Hal hat einen Teil der Musik gemacht, und es wundert mich ( betrübt wäre der bessere Ausdruck), dass er es mir nicht erzählt hat und ich es nun von einer fast Fremden erfahren muss, dazu noch in einem Zustand, der mich daran hindert, etwas dazu zu sagen oder zu fragen. Jedenfalls erklärt Zoya ihr Kostüm, das sie trägt, und zu welcher Gelegenheit Elena Ceauşescu es anhatte und jeder im rumänischen Fernsehen es bewundern konnte. Sie nennt auch eine Jahreszahl, 1966, als ihr Mann sein neues revolutionäres Programm verkündete, wonach jede Frau fünf Kinder kriegen musste und Abtreibung mit fünfundzwanzig Jahren Gefängnis bestraft wurde. Gebären auf Befehl nennt sie es, und ich frage mich, ob Hal auch so eine Befehlsgeburt ist. Zoya wird es wissen, aber ich kann ja nicht fragen.
»Sie ist doch standrechtlich erschossen worden«, sagt jemand, den ich nicht kenne.

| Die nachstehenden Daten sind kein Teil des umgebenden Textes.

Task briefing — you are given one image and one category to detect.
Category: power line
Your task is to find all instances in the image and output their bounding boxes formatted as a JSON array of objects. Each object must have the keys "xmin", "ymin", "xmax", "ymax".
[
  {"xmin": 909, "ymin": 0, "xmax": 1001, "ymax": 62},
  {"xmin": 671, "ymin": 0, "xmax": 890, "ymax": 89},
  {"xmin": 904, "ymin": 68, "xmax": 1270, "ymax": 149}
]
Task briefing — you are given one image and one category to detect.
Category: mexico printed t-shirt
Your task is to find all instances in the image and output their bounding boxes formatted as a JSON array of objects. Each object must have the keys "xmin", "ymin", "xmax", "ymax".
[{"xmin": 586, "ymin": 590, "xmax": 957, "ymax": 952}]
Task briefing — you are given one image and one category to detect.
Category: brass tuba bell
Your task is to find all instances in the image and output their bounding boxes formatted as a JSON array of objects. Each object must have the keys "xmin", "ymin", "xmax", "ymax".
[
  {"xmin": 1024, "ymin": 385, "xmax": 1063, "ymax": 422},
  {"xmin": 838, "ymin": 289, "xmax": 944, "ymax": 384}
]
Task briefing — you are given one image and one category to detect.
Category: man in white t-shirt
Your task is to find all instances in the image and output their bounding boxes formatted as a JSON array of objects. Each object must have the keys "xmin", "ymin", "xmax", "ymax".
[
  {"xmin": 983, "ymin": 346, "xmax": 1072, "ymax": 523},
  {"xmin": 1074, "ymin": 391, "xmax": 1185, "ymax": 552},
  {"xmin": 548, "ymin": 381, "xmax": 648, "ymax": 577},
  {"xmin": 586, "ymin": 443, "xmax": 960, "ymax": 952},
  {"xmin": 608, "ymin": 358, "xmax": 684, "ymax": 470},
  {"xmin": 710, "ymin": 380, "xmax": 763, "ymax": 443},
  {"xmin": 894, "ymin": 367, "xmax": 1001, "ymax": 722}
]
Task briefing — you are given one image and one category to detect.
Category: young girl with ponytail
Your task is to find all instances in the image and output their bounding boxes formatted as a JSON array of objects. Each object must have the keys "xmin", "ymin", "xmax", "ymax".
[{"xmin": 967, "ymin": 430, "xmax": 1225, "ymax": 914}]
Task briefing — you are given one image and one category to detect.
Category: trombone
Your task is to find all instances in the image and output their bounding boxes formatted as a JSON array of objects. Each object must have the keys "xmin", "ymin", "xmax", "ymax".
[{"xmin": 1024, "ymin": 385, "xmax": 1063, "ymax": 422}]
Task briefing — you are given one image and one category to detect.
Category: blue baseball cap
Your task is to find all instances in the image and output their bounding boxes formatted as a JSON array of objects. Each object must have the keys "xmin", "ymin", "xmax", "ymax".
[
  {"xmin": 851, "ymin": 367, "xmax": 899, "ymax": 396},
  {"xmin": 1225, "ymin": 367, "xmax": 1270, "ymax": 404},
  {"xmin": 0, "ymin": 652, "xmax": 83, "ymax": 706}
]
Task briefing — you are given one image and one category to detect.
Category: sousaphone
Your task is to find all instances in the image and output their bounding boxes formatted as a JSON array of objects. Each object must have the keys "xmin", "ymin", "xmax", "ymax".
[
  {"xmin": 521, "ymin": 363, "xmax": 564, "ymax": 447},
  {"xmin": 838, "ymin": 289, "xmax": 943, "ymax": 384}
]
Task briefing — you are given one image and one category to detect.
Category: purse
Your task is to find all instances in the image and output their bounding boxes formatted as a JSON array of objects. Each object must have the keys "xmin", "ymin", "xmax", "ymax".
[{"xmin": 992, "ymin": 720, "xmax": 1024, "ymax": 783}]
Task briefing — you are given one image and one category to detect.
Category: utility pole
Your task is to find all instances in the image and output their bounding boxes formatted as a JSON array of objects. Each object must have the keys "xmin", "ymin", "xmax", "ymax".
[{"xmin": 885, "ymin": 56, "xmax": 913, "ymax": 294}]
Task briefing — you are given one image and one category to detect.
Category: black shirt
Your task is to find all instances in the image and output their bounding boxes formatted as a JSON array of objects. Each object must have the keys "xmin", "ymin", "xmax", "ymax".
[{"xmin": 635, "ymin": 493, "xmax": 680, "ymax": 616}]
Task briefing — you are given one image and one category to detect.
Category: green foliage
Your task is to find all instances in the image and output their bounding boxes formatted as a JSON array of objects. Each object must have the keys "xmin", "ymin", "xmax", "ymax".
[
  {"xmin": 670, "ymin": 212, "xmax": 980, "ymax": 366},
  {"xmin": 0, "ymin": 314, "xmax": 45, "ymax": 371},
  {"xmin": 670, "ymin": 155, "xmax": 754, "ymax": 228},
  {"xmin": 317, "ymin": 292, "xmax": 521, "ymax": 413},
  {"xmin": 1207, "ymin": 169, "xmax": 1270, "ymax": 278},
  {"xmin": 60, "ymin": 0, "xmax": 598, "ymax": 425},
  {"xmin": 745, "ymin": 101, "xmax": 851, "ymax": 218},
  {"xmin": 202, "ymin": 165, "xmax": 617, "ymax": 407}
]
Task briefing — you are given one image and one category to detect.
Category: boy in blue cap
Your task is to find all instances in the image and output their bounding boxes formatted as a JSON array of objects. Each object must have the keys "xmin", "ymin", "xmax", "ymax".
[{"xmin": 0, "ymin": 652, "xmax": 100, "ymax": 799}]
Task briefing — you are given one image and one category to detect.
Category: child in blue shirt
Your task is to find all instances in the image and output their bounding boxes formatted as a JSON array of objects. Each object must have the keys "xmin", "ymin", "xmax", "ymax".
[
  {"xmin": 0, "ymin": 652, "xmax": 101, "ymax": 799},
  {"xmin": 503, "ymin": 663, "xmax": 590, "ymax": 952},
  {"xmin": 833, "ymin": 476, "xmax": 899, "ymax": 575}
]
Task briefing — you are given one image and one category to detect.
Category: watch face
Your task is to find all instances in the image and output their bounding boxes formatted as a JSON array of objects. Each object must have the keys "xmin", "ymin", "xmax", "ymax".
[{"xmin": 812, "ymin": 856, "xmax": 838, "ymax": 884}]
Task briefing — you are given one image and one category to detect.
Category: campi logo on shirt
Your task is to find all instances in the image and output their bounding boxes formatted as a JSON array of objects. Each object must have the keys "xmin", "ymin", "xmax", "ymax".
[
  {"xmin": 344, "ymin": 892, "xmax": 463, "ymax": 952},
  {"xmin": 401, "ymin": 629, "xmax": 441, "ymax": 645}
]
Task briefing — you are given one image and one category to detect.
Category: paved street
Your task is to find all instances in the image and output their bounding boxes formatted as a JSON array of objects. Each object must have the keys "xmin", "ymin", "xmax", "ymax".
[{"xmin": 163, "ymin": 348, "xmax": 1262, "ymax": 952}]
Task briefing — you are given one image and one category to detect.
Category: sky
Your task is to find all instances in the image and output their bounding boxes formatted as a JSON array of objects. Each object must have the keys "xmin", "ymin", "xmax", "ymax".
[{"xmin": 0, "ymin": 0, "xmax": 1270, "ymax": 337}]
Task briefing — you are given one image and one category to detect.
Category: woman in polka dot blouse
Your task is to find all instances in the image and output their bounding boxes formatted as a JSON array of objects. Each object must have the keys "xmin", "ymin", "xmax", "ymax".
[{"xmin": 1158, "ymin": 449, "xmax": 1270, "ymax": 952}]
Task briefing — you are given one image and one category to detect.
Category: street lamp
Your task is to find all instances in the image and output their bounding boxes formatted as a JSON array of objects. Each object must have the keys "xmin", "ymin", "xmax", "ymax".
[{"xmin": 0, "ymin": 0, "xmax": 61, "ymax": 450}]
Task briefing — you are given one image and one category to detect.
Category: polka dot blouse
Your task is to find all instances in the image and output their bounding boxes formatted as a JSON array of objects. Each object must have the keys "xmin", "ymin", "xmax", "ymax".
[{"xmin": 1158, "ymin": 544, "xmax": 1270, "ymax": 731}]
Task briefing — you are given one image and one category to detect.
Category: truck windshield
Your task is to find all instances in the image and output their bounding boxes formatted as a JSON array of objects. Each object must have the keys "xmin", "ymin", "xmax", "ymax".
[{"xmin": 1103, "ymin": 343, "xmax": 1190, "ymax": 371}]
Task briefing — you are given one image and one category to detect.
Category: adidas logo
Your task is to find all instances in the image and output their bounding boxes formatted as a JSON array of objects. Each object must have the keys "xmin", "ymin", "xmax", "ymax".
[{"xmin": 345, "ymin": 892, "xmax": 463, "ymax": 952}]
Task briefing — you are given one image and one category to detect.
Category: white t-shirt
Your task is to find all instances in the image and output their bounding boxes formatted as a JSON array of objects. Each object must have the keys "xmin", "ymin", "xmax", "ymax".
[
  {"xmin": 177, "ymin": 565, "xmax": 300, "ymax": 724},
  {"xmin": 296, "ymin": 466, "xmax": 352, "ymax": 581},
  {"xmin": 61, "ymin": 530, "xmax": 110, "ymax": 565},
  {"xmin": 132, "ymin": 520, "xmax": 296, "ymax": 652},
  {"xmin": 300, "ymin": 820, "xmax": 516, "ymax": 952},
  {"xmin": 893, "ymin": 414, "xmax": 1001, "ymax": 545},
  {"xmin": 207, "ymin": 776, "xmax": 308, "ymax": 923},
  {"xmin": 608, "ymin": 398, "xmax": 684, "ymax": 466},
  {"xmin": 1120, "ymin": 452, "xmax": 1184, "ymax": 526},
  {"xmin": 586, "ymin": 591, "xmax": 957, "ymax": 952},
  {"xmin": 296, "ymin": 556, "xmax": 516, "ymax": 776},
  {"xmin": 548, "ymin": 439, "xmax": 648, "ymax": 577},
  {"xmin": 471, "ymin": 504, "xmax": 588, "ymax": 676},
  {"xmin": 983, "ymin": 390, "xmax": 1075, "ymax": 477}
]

»Die Hinrichtung wird erst in Teil vier von People’s Dracula gezeigt, und da hatte sie dieses Kostüm nicht an.«
Irgendjemand fragt sie, was Hal für ein Mensch ist, und sie sagt, Löwe, also im Zeichen des Feuers geboren, und daher werde er von der Sonne beherrscht.
»Besser als vom Regen«, sagt der Typ im weißen Anzug mit den dünnen blauen Streifen und dem nach hinten gegelten Haar.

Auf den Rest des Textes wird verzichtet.